What to do: Stop recounting the problem repeatedly to yourself or others, so that the toxic emotions are not reinforced—question what part you played in the outcome of the issue. Change the pattern, view error as an opportunity for self-improvement rather than failure. Question what role you played in the outcome of the problem. Be mindful of your tendency to taking things personally and blaming others. Do recognize that everyone has their own struggles and life story.

Emotional Reasoning is when you are looking for external causes for our feelings. For instance: “I am anxious, so I must be in danger.” “I feel judged; this means that people are judging me.”

What to do:

  • Apply Double Standard Technique, instead of beating up on yourself mercilessly, pretend that you are talking to a friend with the same problem. Naturally, you will be more caring and practical.

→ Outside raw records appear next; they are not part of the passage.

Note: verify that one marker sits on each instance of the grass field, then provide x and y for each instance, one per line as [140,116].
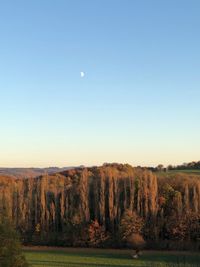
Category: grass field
[71,257]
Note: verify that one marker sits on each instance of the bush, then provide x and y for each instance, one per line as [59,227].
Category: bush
[10,248]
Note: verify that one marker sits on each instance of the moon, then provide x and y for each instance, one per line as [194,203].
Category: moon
[82,74]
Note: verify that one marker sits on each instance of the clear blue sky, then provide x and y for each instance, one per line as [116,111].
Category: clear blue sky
[139,101]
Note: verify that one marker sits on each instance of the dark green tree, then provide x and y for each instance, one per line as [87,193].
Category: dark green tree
[10,248]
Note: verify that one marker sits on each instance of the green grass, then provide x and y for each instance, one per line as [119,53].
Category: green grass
[115,258]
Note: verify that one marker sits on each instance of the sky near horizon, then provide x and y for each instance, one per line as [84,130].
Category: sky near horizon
[138,101]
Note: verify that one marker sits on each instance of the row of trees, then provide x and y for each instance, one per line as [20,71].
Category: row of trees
[10,248]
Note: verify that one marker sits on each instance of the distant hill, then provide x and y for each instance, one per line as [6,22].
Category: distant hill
[63,208]
[21,173]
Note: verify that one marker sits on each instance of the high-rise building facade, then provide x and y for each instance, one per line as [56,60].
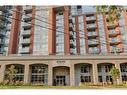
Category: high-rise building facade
[61,45]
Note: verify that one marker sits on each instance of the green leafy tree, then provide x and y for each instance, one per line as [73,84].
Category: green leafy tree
[11,73]
[115,74]
[113,12]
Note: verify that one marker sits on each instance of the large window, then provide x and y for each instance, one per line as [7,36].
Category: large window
[85,69]
[19,76]
[39,73]
[85,78]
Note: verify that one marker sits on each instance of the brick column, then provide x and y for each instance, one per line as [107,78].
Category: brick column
[2,72]
[26,74]
[72,75]
[52,31]
[117,65]
[50,75]
[66,31]
[14,32]
[95,73]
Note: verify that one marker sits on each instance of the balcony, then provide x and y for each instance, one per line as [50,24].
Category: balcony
[27,32]
[9,27]
[25,41]
[90,18]
[92,42]
[92,34]
[71,37]
[71,42]
[114,41]
[94,51]
[2,8]
[71,25]
[116,50]
[24,50]
[26,26]
[1,14]
[113,33]
[91,25]
[2,33]
[1,42]
[28,9]
[70,21]
[2,26]
[27,19]
[71,29]
[71,33]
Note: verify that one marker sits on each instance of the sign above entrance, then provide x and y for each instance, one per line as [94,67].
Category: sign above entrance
[60,61]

Try the same approach be a friend to yourself.
  • Practice Socratic Method: question to expose contradictions in your thoughts and ideas. Put yourself in the hot seat and find holes in your beliefs. Under pressure with the use of critical thinking, reasoning, and logic, you will notice how a change in facts can change your perspective.

Hopefully, this piece and the previous posts have given you a solid understanding of irrational thoughts based on hidden assumptions that we can all experience at one time or another. Whether you are struggling with mental health or not, it is helpful to evaluate our thinking patterns now and then. Yes, the introspection, either by tackling the struggles on your own or seeking out CBT Therapy, is extremely valuable. It helps us live a productive life by patching up the negativity and building resilience.